To be honest, I missed it. And my children missed having me there. Parents and students told me that they looked for my apple pie, but couldn’t find it. According to my youngest son, my brownies are “famous” (Betty Crocker, directions on the box).

So, I’ll be there tomorrow, offering the usual sweets. When there’s a lull in traffic, I’ll run over to the Lebanese table for fatayer and to the Korean table for Kim bob and to the Australian table for Lamington coconut cake. I hope the Mexicans will be serving tamales…

Finally, here are some photos from International Day last year—photos that represent a few Arabic counties.

The Lebanon stall:

Some mothers representing Egypt:

The Jordan Table:


An Emirati Coffee Lady serving up Arabic Coffee and Emirati pastries:

Of course, there’s always henna.

Question: What do you do at your International Day?

  1. Amanda
    March 1st, 2012 at 00:34 | #1

    That looks so fun! We didn’t have international days at school until I got into college, and they weren’t as huge as this looks. We had dance performances representing dances from different countries though which was neat.

    • Holly S. Warah
      Holly S. Warah
      March 2nd, 2012 at 10:49 | #2

      Hi Amanda, I miss those college days 😉 … Because my children go to an international school, they do this event. It’s a lot of work, but in the end, it’s worth it. All the children & parents are proud of their countries & cultures, and that is nice to see. Thanks for the comment.

  2. Rima Aburashed
    March 1st, 2012 at 23:52 | #3

    We had our International Day today and the kids loved it. Each class was given a country. Students researched the country (language, currency, customs, food, etc) They decorated their rooms and lots of food was served. Students were given passports and as they visited each class they had the country’s stamp (sticker) placed on their passports. I went straight to America to make sure they knew what there were doing:) I was so happy to see little boys dressed up as cowboys, baseball players, and some in red,white, and blue. The classmade PowerPoint was on and the national anthem was blasted through the room. Presidents, flags, and lots of smiles! It was a very memorable day. Yasmeen’s class studied Brazil and her outfit was adorable.
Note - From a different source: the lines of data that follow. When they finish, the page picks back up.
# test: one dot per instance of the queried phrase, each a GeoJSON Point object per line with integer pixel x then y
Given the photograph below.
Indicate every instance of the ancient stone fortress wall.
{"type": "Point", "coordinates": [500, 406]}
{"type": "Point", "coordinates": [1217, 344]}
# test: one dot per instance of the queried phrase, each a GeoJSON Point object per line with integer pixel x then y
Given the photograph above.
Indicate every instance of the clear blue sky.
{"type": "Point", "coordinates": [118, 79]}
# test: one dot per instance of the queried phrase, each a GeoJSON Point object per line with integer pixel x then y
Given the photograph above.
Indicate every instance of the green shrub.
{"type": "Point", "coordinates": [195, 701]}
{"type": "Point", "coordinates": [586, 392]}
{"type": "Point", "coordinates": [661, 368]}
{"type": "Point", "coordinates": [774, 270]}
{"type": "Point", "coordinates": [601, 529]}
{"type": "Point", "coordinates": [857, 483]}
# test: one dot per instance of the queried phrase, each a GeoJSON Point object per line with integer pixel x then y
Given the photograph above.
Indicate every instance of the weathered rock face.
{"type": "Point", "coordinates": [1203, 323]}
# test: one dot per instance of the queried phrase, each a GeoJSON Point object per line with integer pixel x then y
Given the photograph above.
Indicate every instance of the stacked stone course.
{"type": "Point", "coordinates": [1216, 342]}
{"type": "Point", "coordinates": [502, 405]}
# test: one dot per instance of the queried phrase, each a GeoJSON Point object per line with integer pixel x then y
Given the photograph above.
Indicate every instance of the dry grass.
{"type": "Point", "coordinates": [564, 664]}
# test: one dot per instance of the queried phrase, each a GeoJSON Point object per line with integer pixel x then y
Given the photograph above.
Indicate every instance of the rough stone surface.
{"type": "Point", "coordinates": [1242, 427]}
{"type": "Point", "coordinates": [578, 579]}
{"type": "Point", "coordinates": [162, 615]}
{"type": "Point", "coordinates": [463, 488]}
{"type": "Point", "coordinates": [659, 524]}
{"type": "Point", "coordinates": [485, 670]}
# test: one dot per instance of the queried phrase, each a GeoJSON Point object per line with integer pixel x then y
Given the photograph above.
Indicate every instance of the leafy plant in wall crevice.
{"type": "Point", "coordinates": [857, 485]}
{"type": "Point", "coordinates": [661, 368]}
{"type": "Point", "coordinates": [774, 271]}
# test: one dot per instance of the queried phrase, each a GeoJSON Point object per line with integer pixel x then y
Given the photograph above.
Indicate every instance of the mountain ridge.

The best quote of the week was right when she started the research process, she said “Mom NEVER EVER EVER type “Brazil Costume” in Google cause everyone is naked, I don’t think they really wear clothes there and the ladies decorate their boobs with paint” 🙂

    • Holly S. Warah
      Holly S. Warah
      March 2nd, 2012 at 10:45 | #4

      Hi Rima,
      Oh that sounds like a lot of fun. Also, what I love it is that it sounds like the children are the ones making the effort (rather than the mothers!!) What a great day. Thanks for sharing Yasmeen’s quote. Hilarious. We all need to take care when searching under Google Images. 🙂

  3. March 2nd, 2012 at 18:26 | #5

    They had a Serbian display this year? I am so bummed I missed that.
    And yes, the entire ordeal well known to us Dubai moms…

    Hope to *catch* some of your apple pie at the high school this time as well:)

  4. Lisa Hendry
    March 6th, 2012 at 20:11 | #6

    I have so enjoyed the wonderful information and pictures on your site. I’m going to suggest international day at my children’s school now. I am writing a fiction novel and loved your short story. Thanks for the tips on multicultural characters. The Dubai pics were amazing!

    • Holly S. Warah
      Holly S. Warah
      March 7th, 2012 at 23:01 | #7

      Lisa, Thank you so much for stopping by! I appreciate your comment & your feedback. Best wishes with your writing. Thanks again!